2) Invest in spectrum-awareness sensor grids and provenance logging
Deploy distributed spectrum sensors with secure time-synced logging to build situational awareness and to provide a tamper-evident audit trail for interference incidents. These sensors help distinguish incidental civilian emissions from intentional jamming or spoofing and are useful when interfacing with regulators or commercial SAS providers.
3) Build mixed-reality proving grounds that include SAS and passive-sensor constraints
Policy proofs will require testbeds that replicate the technical constraints regulators are protecting. That means integrating database coordination, sensor protections, and civilian network emulators into EW test ranges so systems are not validated only in sterile RF environments.
4) Prioritize adaptive waveforms, spatial control, and low probability of interference techniques
Where sharing is mandated, the most effective EW approaches emphasize waveform agility, beam shaping, and time-sliced operations rather than brute force power. Investment in fast beam steering, null formation, and adaptive coding will yield resilience without triggering protection actions from SAS or incumbent users.

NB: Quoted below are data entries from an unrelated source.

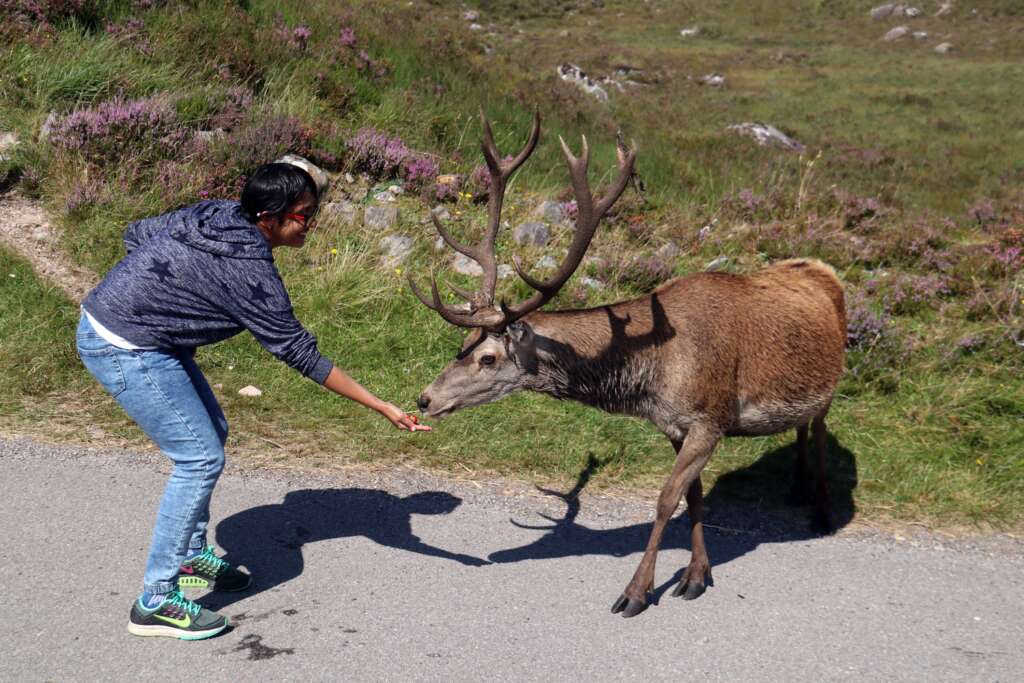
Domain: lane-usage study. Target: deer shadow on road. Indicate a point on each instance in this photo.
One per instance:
(745, 508)
(268, 539)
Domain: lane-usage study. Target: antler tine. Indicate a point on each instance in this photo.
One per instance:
(465, 294)
(627, 160)
(588, 218)
(455, 317)
(492, 155)
(449, 240)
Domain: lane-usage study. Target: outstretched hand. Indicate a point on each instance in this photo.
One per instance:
(401, 419)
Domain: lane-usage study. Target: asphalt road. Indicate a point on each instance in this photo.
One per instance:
(400, 575)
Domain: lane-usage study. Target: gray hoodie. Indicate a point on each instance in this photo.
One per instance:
(199, 275)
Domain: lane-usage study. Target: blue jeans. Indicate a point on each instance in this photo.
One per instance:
(165, 393)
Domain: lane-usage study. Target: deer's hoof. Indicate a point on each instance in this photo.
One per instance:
(689, 590)
(628, 606)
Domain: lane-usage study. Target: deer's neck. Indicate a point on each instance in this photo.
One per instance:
(579, 358)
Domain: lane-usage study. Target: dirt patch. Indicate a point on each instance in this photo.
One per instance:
(26, 229)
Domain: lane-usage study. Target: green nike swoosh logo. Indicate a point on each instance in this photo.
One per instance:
(180, 623)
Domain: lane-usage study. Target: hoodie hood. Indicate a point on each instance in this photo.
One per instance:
(220, 227)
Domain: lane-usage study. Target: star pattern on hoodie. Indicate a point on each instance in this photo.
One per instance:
(258, 294)
(161, 268)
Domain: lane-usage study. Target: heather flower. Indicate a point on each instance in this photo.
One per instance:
(912, 292)
(983, 211)
(419, 171)
(114, 127)
(864, 328)
(376, 154)
(347, 38)
(301, 36)
(1008, 250)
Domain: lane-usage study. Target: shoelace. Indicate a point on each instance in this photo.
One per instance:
(186, 605)
(215, 564)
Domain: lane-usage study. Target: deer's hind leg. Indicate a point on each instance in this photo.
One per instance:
(800, 491)
(822, 504)
(691, 586)
(693, 455)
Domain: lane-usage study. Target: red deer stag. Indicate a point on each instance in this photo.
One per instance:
(702, 356)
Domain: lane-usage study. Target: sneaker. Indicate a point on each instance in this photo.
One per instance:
(208, 570)
(176, 616)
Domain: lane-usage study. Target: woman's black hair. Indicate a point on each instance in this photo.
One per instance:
(274, 187)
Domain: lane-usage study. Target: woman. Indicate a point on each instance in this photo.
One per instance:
(196, 276)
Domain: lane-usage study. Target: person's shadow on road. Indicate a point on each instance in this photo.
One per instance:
(268, 539)
(745, 508)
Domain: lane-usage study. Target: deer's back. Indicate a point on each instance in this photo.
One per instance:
(760, 352)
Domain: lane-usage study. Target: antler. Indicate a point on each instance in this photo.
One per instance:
(589, 214)
(481, 311)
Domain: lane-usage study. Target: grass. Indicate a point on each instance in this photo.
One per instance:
(930, 429)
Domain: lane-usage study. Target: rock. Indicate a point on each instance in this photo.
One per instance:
(546, 263)
(572, 74)
(895, 34)
(717, 264)
(768, 135)
(397, 248)
(883, 11)
(440, 212)
(465, 265)
(891, 9)
(8, 141)
(347, 212)
(715, 80)
(550, 211)
(531, 233)
(670, 251)
(380, 217)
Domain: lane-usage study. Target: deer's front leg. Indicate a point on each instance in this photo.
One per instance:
(692, 584)
(693, 455)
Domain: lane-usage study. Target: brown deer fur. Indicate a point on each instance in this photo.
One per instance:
(702, 356)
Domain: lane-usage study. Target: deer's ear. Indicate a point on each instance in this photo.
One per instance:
(518, 332)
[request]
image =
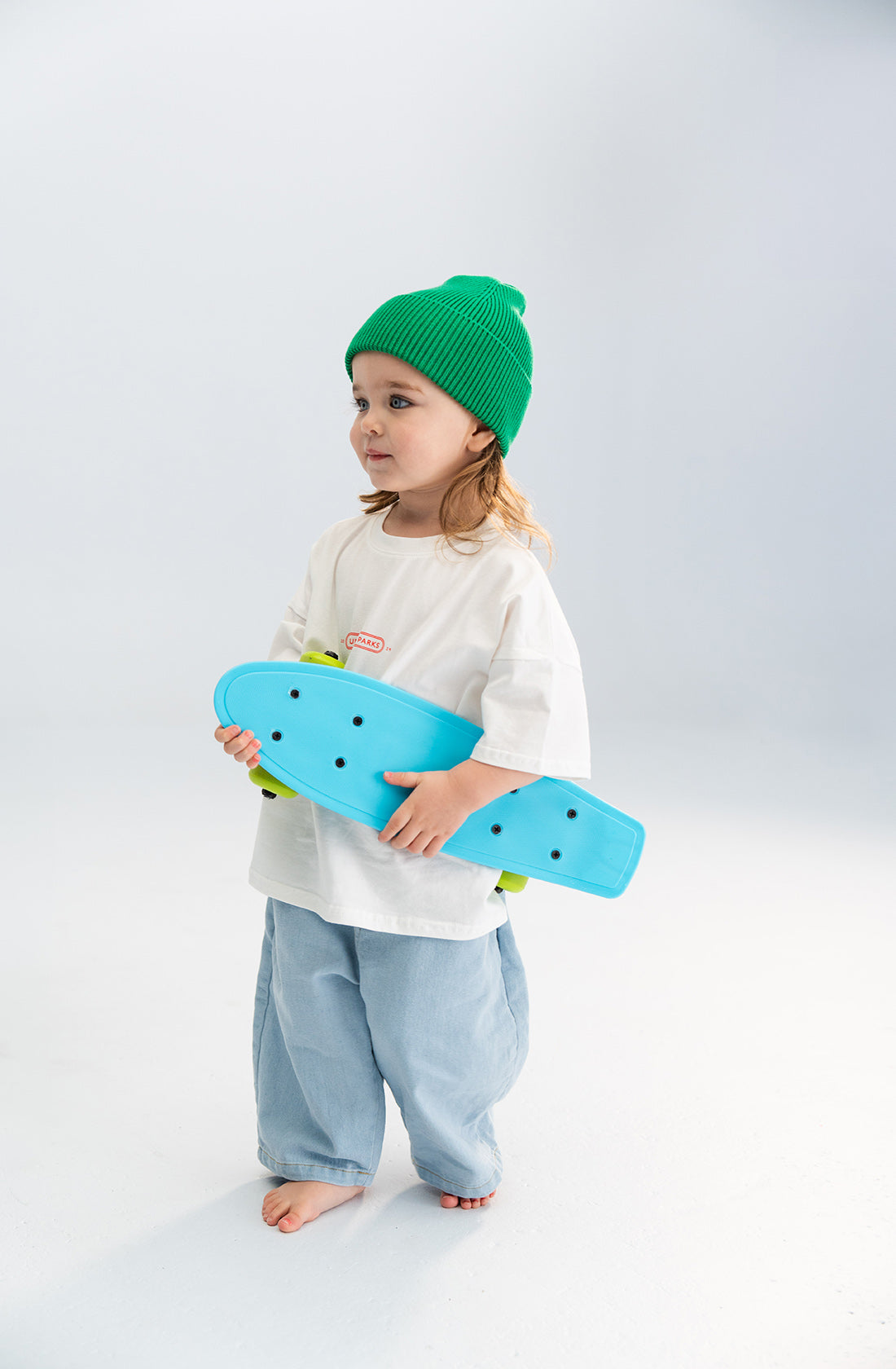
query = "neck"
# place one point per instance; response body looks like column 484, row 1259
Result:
column 412, row 519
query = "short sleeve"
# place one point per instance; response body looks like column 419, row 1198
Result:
column 290, row 634
column 534, row 710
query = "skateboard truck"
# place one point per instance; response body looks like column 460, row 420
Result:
column 273, row 787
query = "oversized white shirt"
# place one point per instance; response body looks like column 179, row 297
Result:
column 479, row 633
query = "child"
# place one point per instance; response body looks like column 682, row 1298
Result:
column 380, row 964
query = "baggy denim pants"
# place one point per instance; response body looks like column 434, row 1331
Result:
column 340, row 1010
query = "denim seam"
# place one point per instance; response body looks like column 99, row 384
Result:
column 513, row 1018
column 292, row 1164
column 263, row 1024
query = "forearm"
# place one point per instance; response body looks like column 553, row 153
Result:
column 479, row 783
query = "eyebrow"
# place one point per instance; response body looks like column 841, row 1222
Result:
column 392, row 385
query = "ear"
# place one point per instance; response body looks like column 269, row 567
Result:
column 481, row 438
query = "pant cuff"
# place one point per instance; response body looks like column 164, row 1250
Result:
column 323, row 1173
column 449, row 1186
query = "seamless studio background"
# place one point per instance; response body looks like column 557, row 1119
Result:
column 201, row 205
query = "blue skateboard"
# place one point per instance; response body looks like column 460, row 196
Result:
column 330, row 734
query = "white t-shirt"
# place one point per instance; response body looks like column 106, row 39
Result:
column 479, row 633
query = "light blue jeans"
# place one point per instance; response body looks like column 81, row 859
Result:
column 340, row 1010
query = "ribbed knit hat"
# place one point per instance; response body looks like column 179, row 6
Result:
column 469, row 338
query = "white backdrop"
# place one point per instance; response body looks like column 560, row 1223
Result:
column 204, row 201
column 201, row 201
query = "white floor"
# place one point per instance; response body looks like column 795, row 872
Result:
column 700, row 1156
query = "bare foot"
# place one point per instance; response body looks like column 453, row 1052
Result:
column 302, row 1200
column 453, row 1201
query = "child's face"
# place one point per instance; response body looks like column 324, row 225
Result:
column 426, row 437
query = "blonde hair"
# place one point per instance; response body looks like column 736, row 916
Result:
column 481, row 491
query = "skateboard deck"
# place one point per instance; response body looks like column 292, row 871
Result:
column 332, row 733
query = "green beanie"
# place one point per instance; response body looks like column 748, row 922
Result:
column 469, row 338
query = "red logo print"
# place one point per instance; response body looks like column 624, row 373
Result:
column 364, row 641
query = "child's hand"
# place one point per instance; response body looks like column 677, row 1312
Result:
column 243, row 746
column 430, row 815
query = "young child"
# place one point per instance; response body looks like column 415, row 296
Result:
column 384, row 958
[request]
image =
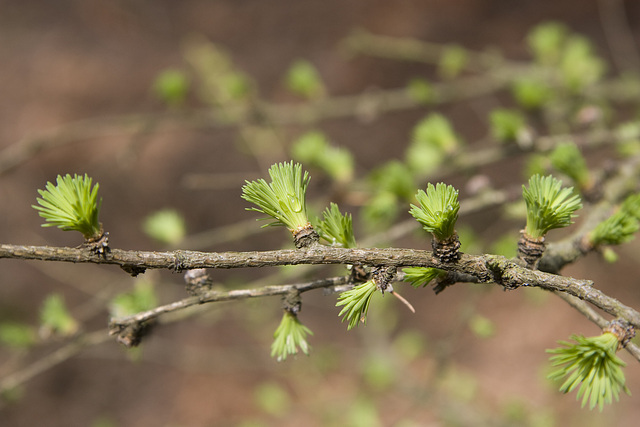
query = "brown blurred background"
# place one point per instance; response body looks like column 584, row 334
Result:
column 74, row 61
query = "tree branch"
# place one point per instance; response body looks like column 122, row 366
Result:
column 486, row 268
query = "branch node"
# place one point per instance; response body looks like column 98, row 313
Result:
column 447, row 250
column 291, row 301
column 530, row 249
column 621, row 329
column 130, row 335
column 133, row 270
column 98, row 245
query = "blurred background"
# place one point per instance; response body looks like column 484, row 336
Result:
column 80, row 93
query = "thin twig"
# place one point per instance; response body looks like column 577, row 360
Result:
column 486, row 268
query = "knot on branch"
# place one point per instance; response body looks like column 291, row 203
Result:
column 359, row 274
column 131, row 334
column 98, row 245
column 447, row 250
column 133, row 270
column 383, row 276
column 530, row 250
column 504, row 272
column 291, row 301
column 621, row 329
column 180, row 261
column 305, row 237
column 197, row 281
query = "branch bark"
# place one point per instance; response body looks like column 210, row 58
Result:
column 485, row 268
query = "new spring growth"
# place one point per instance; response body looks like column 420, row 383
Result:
column 592, row 364
column 337, row 229
column 422, row 276
column 549, row 205
column 356, row 303
column 290, row 336
column 283, row 199
column 438, row 213
column 71, row 204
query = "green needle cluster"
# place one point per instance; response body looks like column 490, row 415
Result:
column 290, row 336
column 549, row 205
column 283, row 198
column 71, row 204
column 592, row 364
column 421, row 276
column 438, row 210
column 336, row 228
column 356, row 303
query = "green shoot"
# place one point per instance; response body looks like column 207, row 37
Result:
column 356, row 303
column 438, row 211
column 172, row 87
column 284, row 198
column 421, row 276
column 303, row 79
column 592, row 364
column 71, row 204
column 549, row 205
column 290, row 336
column 336, row 228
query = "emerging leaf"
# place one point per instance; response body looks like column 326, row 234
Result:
column 171, row 86
column 592, row 364
column 304, row 80
column 337, row 228
column 438, row 211
column 421, row 276
column 71, row 204
column 549, row 205
column 284, row 198
column 290, row 336
column 356, row 303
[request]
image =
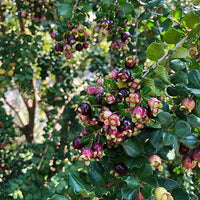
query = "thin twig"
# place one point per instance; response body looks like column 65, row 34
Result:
column 15, row 110
column 163, row 57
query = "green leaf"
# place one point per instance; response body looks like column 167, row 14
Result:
column 132, row 148
column 167, row 183
column 181, row 128
column 190, row 20
column 128, row 193
column 181, row 52
column 155, row 51
column 147, row 191
column 156, row 138
column 168, row 139
column 165, row 118
column 92, row 100
column 132, row 182
column 196, row 92
column 126, row 8
column 64, row 10
column 194, row 121
column 179, row 77
column 194, row 31
column 190, row 141
column 79, row 187
column 144, row 172
column 58, row 197
column 194, row 78
column 96, row 173
column 177, row 65
column 180, row 193
column 172, row 36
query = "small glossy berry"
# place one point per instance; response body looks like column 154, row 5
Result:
column 120, row 168
column 84, row 109
column 76, row 143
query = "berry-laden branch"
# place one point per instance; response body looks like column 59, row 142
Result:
column 55, row 125
column 163, row 57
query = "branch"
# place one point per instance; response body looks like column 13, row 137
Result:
column 16, row 111
column 56, row 122
column 163, row 57
column 21, row 24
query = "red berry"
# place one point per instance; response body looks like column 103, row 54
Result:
column 124, row 75
column 120, row 168
column 183, row 149
column 196, row 155
column 84, row 109
column 188, row 162
column 76, row 143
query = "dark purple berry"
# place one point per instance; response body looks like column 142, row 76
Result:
column 71, row 39
column 99, row 98
column 120, row 168
column 123, row 93
column 183, row 149
column 97, row 147
column 125, row 36
column 126, row 125
column 196, row 155
column 79, row 47
column 124, row 75
column 76, row 143
column 84, row 109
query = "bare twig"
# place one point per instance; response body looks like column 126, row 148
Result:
column 163, row 57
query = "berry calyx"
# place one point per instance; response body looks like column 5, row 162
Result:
column 120, row 169
column 84, row 109
column 188, row 162
column 130, row 62
column 79, row 47
column 125, row 36
column 124, row 75
column 156, row 162
column 110, row 99
column 183, row 149
column 86, row 133
column 76, row 143
column 187, row 105
column 196, row 155
column 86, row 154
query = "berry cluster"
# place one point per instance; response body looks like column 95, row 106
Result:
column 37, row 8
column 74, row 39
column 189, row 159
column 114, row 112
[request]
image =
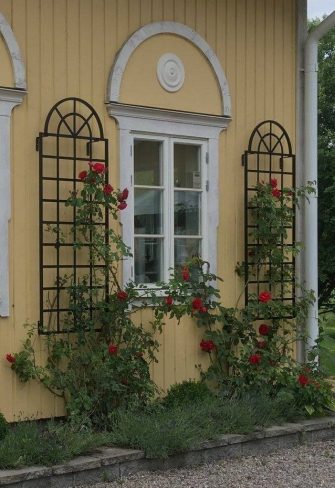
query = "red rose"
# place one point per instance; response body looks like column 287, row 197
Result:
column 207, row 346
column 255, row 359
column 264, row 329
column 112, row 349
column 10, row 358
column 123, row 195
column 97, row 167
column 122, row 205
column 82, row 175
column 276, row 193
column 197, row 303
column 264, row 296
column 122, row 295
column 185, row 273
column 303, row 380
column 108, row 189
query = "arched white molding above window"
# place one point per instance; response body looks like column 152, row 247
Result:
column 9, row 98
column 156, row 28
column 15, row 54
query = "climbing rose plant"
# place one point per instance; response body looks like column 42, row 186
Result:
column 245, row 352
column 102, row 360
column 105, row 364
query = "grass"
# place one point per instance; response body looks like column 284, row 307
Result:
column 327, row 345
column 187, row 417
column 30, row 443
column 166, row 431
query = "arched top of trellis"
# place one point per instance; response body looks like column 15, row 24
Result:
column 270, row 137
column 73, row 117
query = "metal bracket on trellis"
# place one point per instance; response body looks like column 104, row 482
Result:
column 72, row 137
column 269, row 155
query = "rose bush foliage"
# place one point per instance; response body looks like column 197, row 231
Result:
column 105, row 364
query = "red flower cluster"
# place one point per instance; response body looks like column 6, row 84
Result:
column 264, row 329
column 207, row 346
column 108, row 189
column 264, row 296
column 197, row 304
column 303, row 380
column 10, row 358
column 276, row 193
column 255, row 359
column 122, row 197
column 185, row 273
column 113, row 349
column 82, row 175
column 98, row 168
column 122, row 295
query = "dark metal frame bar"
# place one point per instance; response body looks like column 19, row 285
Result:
column 269, row 139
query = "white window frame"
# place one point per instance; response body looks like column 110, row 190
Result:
column 137, row 122
column 168, row 188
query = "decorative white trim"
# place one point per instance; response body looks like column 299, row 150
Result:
column 9, row 98
column 15, row 54
column 150, row 30
column 170, row 72
column 168, row 123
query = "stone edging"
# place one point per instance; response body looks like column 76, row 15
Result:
column 106, row 464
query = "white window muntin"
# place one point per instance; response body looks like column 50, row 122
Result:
column 168, row 187
column 161, row 122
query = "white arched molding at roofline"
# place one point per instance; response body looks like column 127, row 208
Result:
column 9, row 98
column 156, row 28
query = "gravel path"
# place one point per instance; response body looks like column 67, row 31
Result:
column 311, row 466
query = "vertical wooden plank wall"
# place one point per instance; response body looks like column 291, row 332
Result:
column 68, row 47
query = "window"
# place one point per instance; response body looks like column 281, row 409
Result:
column 169, row 160
column 169, row 205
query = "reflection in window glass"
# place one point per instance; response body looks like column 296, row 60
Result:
column 186, row 249
column 147, row 163
column 187, row 213
column 148, row 211
column 148, row 260
column 187, row 166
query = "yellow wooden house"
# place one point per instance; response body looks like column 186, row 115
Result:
column 178, row 80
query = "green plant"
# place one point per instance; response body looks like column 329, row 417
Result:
column 187, row 393
column 172, row 428
column 29, row 443
column 247, row 352
column 101, row 362
column 4, row 427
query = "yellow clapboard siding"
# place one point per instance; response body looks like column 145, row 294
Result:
column 68, row 47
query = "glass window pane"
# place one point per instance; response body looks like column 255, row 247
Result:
column 148, row 211
column 187, row 166
column 147, row 163
column 187, row 213
column 148, row 260
column 186, row 249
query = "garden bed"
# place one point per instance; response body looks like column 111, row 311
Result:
column 105, row 464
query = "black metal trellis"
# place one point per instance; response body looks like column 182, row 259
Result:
column 269, row 155
column 72, row 137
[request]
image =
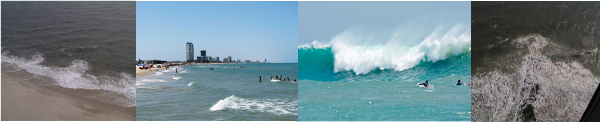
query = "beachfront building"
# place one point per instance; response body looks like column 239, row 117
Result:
column 189, row 52
column 229, row 59
column 202, row 52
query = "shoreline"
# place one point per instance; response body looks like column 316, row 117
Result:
column 23, row 99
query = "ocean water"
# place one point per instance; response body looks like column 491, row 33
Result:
column 225, row 93
column 355, row 77
column 534, row 60
column 84, row 44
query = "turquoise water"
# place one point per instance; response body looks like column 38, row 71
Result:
column 383, row 94
column 225, row 93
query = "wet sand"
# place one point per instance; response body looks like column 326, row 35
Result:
column 23, row 100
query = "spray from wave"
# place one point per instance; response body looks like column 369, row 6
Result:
column 403, row 49
column 75, row 76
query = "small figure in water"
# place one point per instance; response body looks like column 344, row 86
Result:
column 459, row 83
column 426, row 84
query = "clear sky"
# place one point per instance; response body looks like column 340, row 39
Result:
column 321, row 20
column 244, row 30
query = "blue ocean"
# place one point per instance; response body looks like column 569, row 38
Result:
column 349, row 80
column 228, row 92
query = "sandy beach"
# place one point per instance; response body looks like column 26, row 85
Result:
column 141, row 73
column 23, row 100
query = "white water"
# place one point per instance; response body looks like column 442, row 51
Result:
column 275, row 106
column 403, row 49
column 75, row 76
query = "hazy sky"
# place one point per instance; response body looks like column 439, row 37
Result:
column 321, row 21
column 244, row 30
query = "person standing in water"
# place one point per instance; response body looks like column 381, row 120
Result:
column 459, row 83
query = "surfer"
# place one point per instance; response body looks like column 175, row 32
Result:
column 426, row 84
column 459, row 83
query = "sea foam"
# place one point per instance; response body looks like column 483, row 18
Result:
column 275, row 106
column 400, row 50
column 75, row 76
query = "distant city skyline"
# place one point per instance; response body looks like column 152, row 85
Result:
column 245, row 30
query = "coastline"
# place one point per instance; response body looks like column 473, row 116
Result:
column 25, row 100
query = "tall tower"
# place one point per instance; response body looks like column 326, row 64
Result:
column 202, row 52
column 189, row 51
column 229, row 58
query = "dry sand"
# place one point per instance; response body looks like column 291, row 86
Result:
column 25, row 101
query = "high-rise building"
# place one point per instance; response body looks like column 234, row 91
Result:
column 229, row 57
column 189, row 52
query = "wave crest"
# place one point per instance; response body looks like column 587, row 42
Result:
column 401, row 51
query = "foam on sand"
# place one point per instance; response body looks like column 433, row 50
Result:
column 75, row 76
column 275, row 106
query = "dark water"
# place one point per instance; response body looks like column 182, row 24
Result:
column 225, row 93
column 534, row 60
column 81, row 44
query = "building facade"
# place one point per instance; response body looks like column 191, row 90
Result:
column 189, row 52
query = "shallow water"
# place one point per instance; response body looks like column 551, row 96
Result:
column 84, row 44
column 225, row 93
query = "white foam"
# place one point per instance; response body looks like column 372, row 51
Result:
column 275, row 106
column 176, row 77
column 315, row 44
column 403, row 50
column 75, row 77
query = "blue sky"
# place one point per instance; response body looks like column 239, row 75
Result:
column 244, row 30
column 321, row 20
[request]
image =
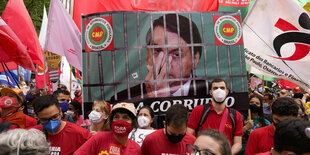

5) Maintain compliance posture and legal awareness
Shared spectrum regimes carry legal obligations and reporting requirements. Coordinate with legal and frequency management officers before experimental operations. In commercial shared bands, use certified SAS providers and respect certified Environmental Sensing Capabilities to avoid violating rules designed to protect incumbents.
Concluding note
Spectrum policy is converging on two complementary trends: more sharing mediated by automated coordination systems, and stricter technical protection for sensitive passive sensors. For EW professionals this means the technical problems are now also policy problems. The winning approach integrates RF engineering, dynamic coordination technology, and legal compliance into system design, acquisition, and testing. If you are designing or fielding EW systems for operations near 3.5 GHz, the lower 37 GHz band, or adjacent passive bands, factor in SAS interactions, passive-sensor protections, and proving-ground validation from the start. This is the practical path to operational effect in a world of shared airwaves.